Chief executive Mark Zuckerberg defended the scale of the investment, saying the company’s future depended on AI innovation.
“The right thing to do is accelerate this,” he told analysts. “We are operating the family of apps and ads business in a compute-starved state at this point.”
Alphabet and Microsoft boost AI budgets
Google’s parent company Alphabet also raised its capital spending forecast to between $91bn and $93bn, up from its earlier outlook of $85bn. The figure is nearly double the company’s 2024 investment levels and highlights the vast sums being poured into expanding its global data centre network.
Meanwhile, Microsoft reported quarterly capital expenditure of $34.9bn through the end of September — far higher than expected and up from $24bn the previous quarter.

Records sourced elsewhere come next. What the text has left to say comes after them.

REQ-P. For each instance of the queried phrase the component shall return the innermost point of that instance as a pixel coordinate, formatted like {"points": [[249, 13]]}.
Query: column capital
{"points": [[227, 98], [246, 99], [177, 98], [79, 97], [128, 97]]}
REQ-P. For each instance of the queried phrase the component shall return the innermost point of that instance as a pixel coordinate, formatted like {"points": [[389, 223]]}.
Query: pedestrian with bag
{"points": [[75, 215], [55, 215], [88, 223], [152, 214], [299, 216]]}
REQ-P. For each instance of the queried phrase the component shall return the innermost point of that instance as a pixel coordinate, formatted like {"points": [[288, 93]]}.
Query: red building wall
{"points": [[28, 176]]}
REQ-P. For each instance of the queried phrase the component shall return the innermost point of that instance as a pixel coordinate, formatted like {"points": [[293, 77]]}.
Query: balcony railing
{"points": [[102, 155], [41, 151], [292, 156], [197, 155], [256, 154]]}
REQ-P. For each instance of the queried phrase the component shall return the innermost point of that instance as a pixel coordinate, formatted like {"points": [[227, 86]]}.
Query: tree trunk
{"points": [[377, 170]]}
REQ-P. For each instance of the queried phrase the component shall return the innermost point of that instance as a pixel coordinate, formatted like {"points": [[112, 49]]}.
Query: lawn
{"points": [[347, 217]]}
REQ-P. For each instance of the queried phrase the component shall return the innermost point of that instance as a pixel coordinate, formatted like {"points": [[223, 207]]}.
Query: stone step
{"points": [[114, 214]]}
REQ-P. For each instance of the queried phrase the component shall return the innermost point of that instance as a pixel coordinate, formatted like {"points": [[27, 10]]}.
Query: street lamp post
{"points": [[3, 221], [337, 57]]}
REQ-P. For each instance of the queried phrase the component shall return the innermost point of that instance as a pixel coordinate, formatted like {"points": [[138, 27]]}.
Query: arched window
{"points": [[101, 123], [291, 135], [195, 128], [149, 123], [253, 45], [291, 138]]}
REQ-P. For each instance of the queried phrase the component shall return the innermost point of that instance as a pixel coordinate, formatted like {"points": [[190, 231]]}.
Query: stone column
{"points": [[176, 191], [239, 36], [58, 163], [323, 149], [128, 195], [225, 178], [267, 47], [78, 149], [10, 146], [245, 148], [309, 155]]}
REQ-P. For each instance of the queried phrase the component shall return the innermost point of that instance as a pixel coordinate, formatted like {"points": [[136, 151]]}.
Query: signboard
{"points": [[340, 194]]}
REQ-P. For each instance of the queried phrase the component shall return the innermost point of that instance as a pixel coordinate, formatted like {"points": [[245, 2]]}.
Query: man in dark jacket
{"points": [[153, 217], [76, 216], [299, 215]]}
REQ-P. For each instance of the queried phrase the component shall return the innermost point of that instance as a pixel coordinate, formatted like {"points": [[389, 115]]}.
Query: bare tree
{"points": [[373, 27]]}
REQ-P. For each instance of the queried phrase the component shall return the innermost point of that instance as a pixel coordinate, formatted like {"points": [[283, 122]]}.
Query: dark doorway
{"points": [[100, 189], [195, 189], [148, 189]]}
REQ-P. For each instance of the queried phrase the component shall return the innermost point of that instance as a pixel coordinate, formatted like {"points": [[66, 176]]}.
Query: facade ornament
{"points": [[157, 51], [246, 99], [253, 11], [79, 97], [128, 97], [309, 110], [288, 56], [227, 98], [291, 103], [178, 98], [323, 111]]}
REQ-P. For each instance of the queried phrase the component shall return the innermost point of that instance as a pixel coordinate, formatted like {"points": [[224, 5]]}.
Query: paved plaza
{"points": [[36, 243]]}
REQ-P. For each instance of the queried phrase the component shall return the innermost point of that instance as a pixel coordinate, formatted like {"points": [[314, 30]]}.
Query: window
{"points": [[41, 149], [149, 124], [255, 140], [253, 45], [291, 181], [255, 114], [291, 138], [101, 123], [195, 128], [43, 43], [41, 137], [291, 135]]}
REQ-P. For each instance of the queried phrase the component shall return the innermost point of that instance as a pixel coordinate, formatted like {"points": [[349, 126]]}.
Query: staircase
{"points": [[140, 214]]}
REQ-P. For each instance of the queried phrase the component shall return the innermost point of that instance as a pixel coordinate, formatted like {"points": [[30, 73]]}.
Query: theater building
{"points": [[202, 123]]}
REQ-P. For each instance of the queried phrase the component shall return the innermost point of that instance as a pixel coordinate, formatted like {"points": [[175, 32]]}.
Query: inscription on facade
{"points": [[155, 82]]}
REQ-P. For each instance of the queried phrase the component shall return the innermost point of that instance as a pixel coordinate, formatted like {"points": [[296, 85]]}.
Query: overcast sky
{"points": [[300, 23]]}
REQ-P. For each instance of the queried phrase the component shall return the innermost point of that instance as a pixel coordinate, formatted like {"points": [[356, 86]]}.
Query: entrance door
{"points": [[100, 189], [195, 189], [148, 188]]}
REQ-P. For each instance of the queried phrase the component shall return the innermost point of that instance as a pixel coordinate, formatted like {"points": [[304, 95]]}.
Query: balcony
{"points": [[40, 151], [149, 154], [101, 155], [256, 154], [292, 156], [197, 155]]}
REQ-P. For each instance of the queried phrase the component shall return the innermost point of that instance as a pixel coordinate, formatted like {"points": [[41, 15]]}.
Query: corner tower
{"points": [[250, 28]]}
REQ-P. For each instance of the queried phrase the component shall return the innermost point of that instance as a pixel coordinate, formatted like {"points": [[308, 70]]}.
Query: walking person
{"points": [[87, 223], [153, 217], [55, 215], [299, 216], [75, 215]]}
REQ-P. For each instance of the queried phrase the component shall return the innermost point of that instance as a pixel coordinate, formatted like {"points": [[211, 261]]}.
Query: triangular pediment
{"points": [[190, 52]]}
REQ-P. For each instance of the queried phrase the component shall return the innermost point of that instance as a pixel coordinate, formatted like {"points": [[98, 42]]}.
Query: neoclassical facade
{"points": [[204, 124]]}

Chief executive Satya Nadella said the company was “increasing investments in AI across both capital and talent to meet the massive opportunity ahead.” He pointed to the growing success of Azure, Microsoft’s cloud business, and its suite of AI-powered products as evidence of “real-world impact.”
Investor enthusiasm, but questions remain
AI optimism has helped all three firms outperform the wider S&P 500 index this year, with investors betting on artificial intelligence as the next major driver of economic growth.

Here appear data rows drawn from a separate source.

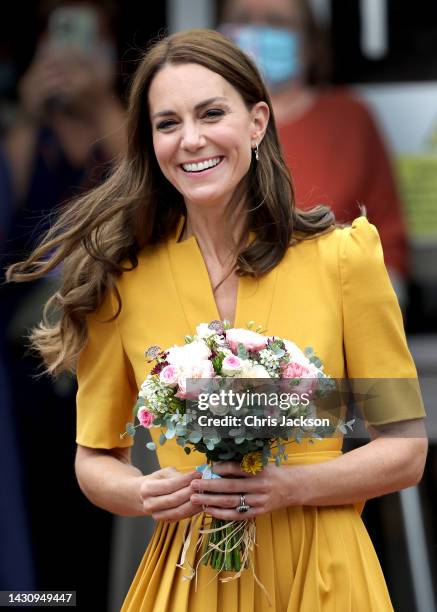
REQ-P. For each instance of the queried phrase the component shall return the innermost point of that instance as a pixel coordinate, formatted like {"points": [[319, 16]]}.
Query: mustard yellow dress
{"points": [[332, 293]]}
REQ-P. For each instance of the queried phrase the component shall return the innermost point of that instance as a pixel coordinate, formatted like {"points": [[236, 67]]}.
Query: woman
{"points": [[330, 140], [162, 246]]}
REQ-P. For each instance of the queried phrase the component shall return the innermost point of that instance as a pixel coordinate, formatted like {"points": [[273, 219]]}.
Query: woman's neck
{"points": [[215, 233]]}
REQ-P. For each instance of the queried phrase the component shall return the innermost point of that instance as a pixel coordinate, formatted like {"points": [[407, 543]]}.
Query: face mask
{"points": [[276, 51]]}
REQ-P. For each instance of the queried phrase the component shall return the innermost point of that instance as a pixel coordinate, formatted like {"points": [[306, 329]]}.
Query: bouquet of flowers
{"points": [[219, 357]]}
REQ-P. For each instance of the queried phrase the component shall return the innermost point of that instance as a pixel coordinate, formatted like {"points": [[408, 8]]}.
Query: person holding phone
{"points": [[68, 111]]}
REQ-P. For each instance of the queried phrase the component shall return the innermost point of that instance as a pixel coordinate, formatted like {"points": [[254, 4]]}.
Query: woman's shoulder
{"points": [[353, 246]]}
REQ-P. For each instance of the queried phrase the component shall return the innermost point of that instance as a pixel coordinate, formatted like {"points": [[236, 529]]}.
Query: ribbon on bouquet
{"points": [[242, 534]]}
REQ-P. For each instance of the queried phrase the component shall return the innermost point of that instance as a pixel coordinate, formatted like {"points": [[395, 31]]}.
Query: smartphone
{"points": [[73, 27]]}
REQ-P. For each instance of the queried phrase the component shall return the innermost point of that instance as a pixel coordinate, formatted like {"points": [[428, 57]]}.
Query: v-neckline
{"points": [[195, 292]]}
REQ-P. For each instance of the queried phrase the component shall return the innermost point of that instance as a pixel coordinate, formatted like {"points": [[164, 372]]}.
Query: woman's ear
{"points": [[260, 114]]}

However, analysts have warned that it could take years for such vast investments to deliver meaningful financial returns.
Economist Aditya Bhave of Bank of America said AI spending has become one of the key forces sustaining the US economy.
“The two things holding up the US economy in recent months have been consumers and AI-related business investment,” he said. “If the latter remains strong, it’s a bullish signal for GDP growth.”
Despite the mixed picture, the three companies all reported solid quarterly earnings. Meta’s profits fell 83% to $2.7bn due to a one-off tax charge, while Microsoft’s rose 12% to $27.7bn and Alphabet’s jumped 33% to roughly $35bn.
The figures underline how deeply AI is now embedded in Big Tech’s strategy — and how fierce the race has become to control its future.